One example that has been noted fairly widely: Bear markets tend to move faster than bull markets; that is, the market falls by larger increments and in less time than it rises in bull markets. And even a fairly superficial look at the data supplies some confirmation of this view. Using a database of daily closing prices for the Dow Jones Industrial Average from 1896 to the present, the average percentage change on up days has been 0.750 percent, while the average change on down days has been 0.774 percent. On the other hand, 52 percent of all trading days have seen advances, while 47 percent have seen declines, with about a half-percent showing no change.

It occurred to me that there might be a way to use this information as a sort of trend indicator. What I did was compare the 20-day median percent change in the index with the overall average of up days (i.e., 0.750 percent) and the equivalent average for all down days (0.774 percent). Then I plotted all days when the current 20-day median was above the up average or below the down average. Here’s the result, along with the Dow for comparison:



I'm sorry the dates aren't clearer; I'm just learning to use the image upload on this site. But two things jump out from this chart. First, periods when the 20-day average change is above or below the long-term up or down average are fairly rare. Second, we’re in one of those periods right now.

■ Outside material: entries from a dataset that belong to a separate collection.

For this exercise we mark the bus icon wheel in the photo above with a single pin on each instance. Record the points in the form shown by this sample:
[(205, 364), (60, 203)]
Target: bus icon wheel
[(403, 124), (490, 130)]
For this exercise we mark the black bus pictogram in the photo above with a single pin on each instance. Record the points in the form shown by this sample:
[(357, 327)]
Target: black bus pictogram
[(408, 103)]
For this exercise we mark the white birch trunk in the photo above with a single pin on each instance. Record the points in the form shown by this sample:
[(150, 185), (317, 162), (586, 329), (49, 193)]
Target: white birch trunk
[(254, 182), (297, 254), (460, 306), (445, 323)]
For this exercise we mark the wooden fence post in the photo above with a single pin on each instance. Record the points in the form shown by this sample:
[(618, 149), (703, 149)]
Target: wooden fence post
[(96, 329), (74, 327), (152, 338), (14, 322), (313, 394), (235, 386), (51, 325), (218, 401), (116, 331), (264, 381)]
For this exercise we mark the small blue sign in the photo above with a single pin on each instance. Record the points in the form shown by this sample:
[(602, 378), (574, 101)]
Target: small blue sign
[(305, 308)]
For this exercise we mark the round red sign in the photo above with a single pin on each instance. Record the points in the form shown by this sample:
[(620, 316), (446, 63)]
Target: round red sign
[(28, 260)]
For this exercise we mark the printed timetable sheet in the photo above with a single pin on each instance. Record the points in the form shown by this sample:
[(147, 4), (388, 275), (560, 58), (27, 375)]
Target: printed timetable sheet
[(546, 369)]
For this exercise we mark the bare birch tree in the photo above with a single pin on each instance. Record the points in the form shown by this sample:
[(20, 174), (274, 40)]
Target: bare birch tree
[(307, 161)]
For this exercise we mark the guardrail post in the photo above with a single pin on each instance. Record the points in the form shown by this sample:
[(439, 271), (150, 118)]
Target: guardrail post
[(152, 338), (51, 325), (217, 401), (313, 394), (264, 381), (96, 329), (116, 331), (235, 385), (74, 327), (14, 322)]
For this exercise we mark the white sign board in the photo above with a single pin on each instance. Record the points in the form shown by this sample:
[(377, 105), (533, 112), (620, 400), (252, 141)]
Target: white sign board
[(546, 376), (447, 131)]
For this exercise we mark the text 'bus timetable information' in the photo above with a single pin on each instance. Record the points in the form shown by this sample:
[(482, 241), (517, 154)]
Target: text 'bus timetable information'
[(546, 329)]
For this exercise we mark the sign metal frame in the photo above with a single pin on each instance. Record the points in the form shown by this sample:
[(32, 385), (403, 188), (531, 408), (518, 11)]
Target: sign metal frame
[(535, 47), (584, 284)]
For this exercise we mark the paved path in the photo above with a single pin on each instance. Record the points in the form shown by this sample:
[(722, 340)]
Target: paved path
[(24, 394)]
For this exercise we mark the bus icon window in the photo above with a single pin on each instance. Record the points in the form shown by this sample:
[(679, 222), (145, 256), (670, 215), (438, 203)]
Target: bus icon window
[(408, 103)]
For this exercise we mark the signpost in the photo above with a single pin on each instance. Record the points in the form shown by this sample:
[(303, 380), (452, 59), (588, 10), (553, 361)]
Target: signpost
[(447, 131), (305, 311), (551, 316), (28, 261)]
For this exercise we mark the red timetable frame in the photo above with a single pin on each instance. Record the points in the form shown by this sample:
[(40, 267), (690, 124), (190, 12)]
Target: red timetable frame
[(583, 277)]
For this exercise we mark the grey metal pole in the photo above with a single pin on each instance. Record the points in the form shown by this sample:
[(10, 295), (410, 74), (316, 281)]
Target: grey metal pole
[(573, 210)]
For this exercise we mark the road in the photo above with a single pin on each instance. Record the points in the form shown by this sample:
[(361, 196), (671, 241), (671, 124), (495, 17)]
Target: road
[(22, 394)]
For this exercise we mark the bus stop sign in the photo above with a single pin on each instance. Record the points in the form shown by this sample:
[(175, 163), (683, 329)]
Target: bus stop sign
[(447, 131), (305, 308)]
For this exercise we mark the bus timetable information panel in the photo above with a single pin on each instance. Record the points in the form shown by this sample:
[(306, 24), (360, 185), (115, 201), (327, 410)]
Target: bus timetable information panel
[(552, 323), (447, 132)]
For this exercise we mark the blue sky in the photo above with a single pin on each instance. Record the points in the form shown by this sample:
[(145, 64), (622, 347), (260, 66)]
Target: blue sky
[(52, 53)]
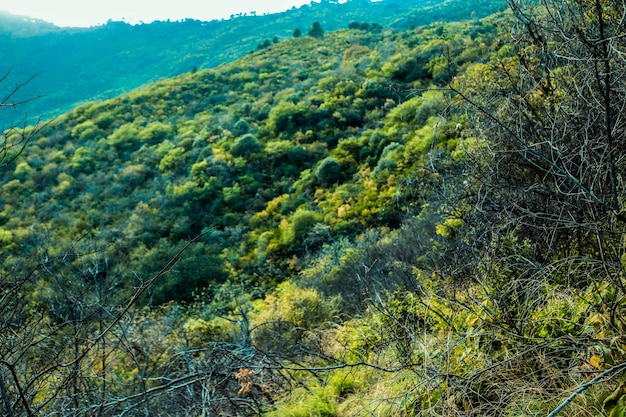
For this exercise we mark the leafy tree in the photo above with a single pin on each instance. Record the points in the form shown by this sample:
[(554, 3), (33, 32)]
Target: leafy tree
[(246, 145), (328, 171), (316, 31)]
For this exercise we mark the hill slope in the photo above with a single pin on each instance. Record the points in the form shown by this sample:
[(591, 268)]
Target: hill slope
[(77, 65)]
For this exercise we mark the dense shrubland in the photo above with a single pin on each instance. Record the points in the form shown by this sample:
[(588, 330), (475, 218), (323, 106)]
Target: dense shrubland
[(365, 223)]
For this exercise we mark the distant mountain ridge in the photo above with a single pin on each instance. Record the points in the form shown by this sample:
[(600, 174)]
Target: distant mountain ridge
[(74, 65)]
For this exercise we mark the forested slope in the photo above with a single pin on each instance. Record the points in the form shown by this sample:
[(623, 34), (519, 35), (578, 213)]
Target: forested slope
[(74, 65), (374, 222)]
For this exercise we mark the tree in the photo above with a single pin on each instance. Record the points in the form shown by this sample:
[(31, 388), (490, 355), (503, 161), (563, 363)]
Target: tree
[(328, 171), (552, 160), (316, 30), (545, 169)]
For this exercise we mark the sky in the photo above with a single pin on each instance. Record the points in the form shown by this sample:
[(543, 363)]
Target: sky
[(84, 13)]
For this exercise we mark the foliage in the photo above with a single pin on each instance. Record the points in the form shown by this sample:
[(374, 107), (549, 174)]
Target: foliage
[(360, 240)]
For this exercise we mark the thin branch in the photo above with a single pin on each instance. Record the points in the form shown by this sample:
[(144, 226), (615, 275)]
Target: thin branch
[(608, 373)]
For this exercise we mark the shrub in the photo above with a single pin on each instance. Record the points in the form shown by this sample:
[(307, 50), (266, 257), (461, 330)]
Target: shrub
[(328, 171), (245, 146)]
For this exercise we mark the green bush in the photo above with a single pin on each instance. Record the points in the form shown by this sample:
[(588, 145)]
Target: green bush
[(245, 146)]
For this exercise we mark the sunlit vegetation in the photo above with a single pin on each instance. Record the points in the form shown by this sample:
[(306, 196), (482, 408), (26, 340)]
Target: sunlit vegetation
[(340, 224)]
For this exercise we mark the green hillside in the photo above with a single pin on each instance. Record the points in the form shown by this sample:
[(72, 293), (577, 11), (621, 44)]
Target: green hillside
[(74, 65), (392, 222)]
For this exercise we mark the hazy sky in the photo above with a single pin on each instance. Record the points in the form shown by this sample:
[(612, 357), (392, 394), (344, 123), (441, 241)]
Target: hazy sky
[(93, 12)]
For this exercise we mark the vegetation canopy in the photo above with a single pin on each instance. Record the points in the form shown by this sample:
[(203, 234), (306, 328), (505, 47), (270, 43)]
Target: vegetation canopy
[(374, 220)]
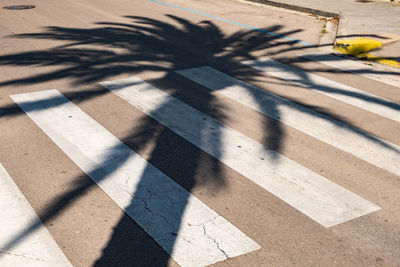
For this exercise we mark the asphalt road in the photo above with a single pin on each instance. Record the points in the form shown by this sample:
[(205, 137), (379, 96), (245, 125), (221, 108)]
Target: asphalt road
[(167, 133)]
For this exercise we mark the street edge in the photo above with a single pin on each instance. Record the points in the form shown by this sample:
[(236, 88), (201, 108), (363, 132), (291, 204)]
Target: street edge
[(311, 11)]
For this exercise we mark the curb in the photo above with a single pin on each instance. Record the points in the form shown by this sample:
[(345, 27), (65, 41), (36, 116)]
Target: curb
[(311, 11)]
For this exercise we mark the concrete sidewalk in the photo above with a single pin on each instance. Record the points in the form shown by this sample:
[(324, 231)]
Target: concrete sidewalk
[(376, 19)]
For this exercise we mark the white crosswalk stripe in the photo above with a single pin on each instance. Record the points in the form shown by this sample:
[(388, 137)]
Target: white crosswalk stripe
[(362, 145), (354, 67), (322, 200), (336, 90), (38, 248), (187, 229)]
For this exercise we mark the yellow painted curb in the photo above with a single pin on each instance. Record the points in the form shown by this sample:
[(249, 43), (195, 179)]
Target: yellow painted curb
[(359, 48), (356, 46), (380, 60)]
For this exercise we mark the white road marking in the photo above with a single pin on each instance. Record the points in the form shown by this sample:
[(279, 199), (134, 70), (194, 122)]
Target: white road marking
[(317, 197), (336, 90), (355, 67), (16, 215), (362, 145), (187, 229)]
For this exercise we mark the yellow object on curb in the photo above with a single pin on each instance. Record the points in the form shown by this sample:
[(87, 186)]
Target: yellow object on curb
[(356, 46), (384, 61)]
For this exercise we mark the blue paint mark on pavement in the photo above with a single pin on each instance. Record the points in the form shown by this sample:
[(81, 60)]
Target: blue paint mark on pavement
[(233, 22)]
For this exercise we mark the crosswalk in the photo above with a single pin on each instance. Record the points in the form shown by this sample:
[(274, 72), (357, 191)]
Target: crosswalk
[(190, 231), (39, 248)]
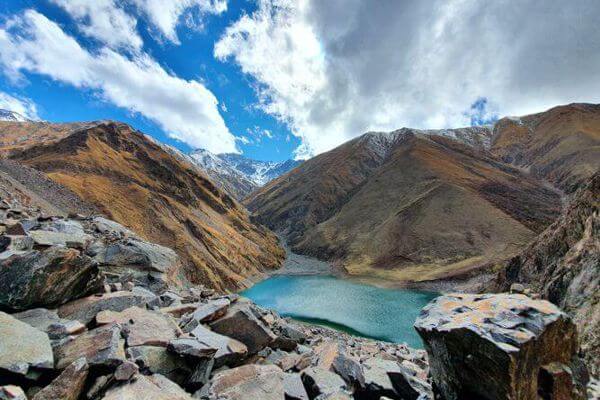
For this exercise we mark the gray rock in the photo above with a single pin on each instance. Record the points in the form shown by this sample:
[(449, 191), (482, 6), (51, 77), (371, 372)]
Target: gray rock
[(46, 278), (126, 371), (191, 347), (85, 310), (495, 346), (158, 360), (206, 312), (242, 324), (51, 238), (248, 382), (153, 387), (100, 347), (229, 351), (321, 382), (24, 350), (11, 392), (68, 385), (293, 387)]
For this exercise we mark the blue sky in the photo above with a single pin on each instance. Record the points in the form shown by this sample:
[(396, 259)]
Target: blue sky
[(277, 79), (192, 59)]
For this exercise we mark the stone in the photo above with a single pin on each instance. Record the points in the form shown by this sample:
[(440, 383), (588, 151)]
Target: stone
[(24, 350), (68, 385), (248, 382), (206, 312), (321, 382), (192, 348), (11, 392), (241, 323), (157, 360), (494, 346), (377, 377), (51, 238), (46, 278), (141, 327), (147, 388), (517, 288), (293, 387), (229, 351), (84, 310), (126, 371), (100, 347)]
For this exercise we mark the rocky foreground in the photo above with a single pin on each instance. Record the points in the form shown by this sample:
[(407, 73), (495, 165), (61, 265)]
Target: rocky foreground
[(91, 312)]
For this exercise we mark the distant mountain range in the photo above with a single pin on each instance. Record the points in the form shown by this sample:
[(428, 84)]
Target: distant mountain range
[(237, 174), (417, 205)]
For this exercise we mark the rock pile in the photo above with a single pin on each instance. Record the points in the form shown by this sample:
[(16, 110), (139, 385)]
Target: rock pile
[(504, 346)]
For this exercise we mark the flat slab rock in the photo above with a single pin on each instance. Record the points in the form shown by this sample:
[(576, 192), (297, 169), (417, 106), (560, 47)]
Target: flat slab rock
[(23, 348), (84, 310), (141, 327), (100, 347), (494, 345)]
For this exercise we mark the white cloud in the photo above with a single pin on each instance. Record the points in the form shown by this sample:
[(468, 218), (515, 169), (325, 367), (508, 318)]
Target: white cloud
[(333, 70), (23, 106), (166, 14), (108, 22), (105, 21), (185, 109)]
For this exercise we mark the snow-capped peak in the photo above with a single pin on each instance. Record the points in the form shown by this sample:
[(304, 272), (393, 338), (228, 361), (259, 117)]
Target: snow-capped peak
[(12, 116)]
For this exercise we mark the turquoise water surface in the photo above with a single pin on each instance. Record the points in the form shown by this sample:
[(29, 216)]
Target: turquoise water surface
[(359, 309)]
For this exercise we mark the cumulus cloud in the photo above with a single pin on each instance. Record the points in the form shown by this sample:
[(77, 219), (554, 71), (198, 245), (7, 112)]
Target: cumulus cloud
[(333, 70), (108, 22), (21, 105), (185, 109), (105, 21)]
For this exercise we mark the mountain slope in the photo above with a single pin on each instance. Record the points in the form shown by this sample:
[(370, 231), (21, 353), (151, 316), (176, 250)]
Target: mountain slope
[(163, 198), (563, 264), (225, 175), (561, 145), (409, 205)]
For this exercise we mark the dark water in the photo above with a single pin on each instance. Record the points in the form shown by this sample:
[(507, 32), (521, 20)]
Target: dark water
[(358, 309)]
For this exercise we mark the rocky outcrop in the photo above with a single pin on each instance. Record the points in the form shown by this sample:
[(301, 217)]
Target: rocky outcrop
[(562, 265), (504, 346)]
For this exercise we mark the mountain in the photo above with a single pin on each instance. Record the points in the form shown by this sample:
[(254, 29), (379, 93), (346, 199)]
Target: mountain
[(7, 115), (561, 145), (409, 205), (239, 175), (158, 194), (563, 265)]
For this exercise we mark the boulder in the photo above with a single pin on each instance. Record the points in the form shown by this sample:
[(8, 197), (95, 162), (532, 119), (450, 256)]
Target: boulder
[(206, 312), (153, 387), (101, 347), (321, 382), (68, 385), (24, 350), (141, 327), (85, 310), (241, 323), (248, 382), (46, 278), (495, 346), (157, 360), (229, 351), (11, 392), (51, 238)]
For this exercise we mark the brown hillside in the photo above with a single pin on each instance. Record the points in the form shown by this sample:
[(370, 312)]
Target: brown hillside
[(134, 181), (561, 145), (406, 206)]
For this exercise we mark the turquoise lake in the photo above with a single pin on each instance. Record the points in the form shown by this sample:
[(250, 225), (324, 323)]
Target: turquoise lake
[(355, 308)]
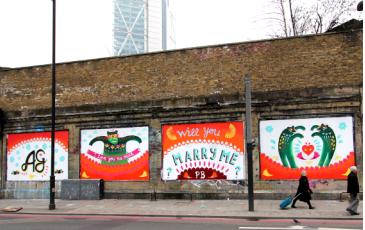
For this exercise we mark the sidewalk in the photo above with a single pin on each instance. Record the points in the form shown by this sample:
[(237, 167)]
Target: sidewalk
[(324, 209)]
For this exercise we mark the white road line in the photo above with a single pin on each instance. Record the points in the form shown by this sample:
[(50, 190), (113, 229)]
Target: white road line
[(275, 228), (294, 227)]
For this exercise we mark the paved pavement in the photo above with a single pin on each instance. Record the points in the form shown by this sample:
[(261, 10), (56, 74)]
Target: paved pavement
[(324, 209)]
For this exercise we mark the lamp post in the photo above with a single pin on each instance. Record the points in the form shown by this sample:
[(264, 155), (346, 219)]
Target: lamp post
[(52, 204), (249, 144)]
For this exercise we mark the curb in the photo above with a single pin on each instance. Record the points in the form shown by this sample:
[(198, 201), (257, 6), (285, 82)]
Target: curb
[(252, 218)]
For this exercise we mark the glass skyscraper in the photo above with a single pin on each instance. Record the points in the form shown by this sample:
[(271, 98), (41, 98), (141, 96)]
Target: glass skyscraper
[(141, 26)]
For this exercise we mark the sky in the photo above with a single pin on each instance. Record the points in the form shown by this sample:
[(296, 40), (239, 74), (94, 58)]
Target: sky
[(84, 27)]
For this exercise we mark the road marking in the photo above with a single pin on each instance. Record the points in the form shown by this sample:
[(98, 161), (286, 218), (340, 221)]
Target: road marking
[(295, 227), (275, 228)]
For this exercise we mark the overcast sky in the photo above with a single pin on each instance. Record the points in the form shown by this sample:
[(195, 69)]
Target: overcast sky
[(84, 27)]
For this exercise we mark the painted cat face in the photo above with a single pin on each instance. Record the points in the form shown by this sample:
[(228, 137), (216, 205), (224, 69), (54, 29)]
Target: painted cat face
[(113, 137)]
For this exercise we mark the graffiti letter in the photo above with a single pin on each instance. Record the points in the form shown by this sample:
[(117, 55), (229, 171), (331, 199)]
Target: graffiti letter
[(187, 157), (225, 155), (196, 154), (40, 162), (233, 158), (26, 163), (214, 152), (33, 159), (177, 157)]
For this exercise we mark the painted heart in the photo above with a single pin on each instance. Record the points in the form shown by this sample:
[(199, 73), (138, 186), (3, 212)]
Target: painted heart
[(307, 148)]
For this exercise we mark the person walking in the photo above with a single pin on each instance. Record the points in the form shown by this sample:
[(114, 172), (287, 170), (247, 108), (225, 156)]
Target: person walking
[(304, 192), (353, 189)]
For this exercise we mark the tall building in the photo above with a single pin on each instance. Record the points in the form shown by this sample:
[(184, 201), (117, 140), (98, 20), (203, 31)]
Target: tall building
[(142, 26)]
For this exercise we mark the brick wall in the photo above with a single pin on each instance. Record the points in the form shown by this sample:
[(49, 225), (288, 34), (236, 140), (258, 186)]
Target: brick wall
[(294, 77)]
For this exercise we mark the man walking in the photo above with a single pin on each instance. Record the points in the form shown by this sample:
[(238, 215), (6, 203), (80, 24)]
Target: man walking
[(353, 189)]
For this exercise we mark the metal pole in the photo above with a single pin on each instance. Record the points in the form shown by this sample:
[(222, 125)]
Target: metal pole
[(249, 144), (52, 204)]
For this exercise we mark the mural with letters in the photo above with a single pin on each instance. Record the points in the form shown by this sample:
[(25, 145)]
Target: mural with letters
[(207, 151), (115, 154), (29, 156), (324, 147)]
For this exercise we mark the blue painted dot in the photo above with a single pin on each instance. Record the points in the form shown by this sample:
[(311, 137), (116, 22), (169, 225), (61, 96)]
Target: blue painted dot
[(269, 129)]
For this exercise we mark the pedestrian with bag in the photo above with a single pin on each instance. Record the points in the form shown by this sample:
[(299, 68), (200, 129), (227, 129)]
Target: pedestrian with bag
[(304, 192), (353, 189)]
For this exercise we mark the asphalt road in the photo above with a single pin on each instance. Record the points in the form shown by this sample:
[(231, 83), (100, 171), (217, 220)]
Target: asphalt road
[(55, 222)]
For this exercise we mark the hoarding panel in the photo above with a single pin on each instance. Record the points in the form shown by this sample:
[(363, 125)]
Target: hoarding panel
[(115, 154), (207, 151), (324, 147), (29, 156)]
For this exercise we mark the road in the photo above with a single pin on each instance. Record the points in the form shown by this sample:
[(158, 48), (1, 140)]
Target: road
[(73, 222)]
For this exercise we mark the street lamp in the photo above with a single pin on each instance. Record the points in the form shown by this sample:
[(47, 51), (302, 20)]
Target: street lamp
[(52, 204)]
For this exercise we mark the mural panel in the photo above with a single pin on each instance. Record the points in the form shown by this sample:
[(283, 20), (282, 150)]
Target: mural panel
[(115, 154), (209, 151), (29, 156), (324, 147)]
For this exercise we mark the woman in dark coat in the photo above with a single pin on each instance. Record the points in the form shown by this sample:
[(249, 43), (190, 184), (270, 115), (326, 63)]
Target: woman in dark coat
[(304, 190)]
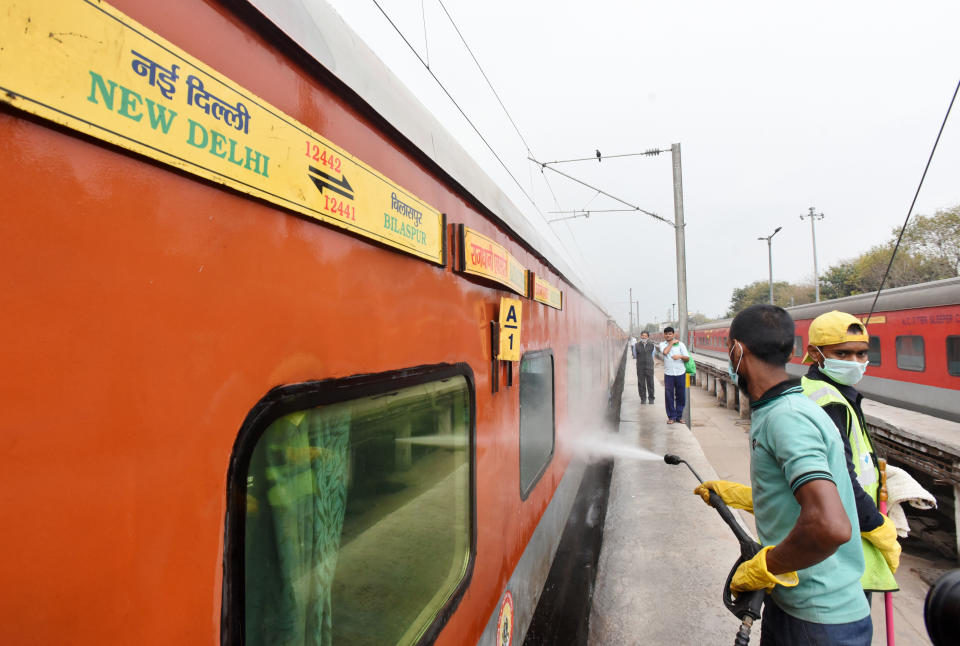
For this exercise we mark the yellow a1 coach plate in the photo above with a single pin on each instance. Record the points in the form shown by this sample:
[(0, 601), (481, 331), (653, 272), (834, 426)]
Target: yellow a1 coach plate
[(87, 66)]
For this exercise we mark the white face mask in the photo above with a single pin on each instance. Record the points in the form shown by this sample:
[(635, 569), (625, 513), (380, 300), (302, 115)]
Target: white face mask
[(848, 373)]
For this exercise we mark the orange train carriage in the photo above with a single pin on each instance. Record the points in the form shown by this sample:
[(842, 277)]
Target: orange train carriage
[(227, 421), (914, 344)]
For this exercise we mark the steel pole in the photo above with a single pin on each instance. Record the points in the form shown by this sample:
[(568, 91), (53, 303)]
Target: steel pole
[(681, 243), (816, 273), (770, 260)]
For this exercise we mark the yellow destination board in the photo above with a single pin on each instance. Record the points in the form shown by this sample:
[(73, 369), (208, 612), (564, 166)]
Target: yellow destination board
[(511, 318), (547, 294), (87, 66), (481, 256)]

That’s right: Starting on Oct. 10, the 20-day median percent change in the Dow fell below the 118-year average for down days, and it has continued to fall further below it, as of Monday’s close. It’s now about a full percentage point below the long-term average and is at the lowest level since early 1932, during the worst of the fierce 1929-32 bear market.

I don’t know whether this bull/bear indicator has any predictive value, but there is one thing that might be worth noting: In general, the lowest readings on this indicator have coincided with the steepest phases of bear-market declines – NOT with the end of the decline. So even if we were to take an optimistic view that this indicator has reached its lowest point, it still wouldn’t preclude the Dow from falling significantly lower.

Update 4:35 p.m.:

Today's 889-point jump in the Dow had no effect on the bull/bear indicator described above. In general, all it did was carry it back toward the upper end of the downward-tending trading range it has been in for the past three weeks.

Also, a little more explanation about the chart above: Ostensibly bullish moves are those above the zero line, shown in red to represent "fiery yang energy," as they say; bearish moves are those below the zero line and are shown in blue, representing "cool, watery yin energy."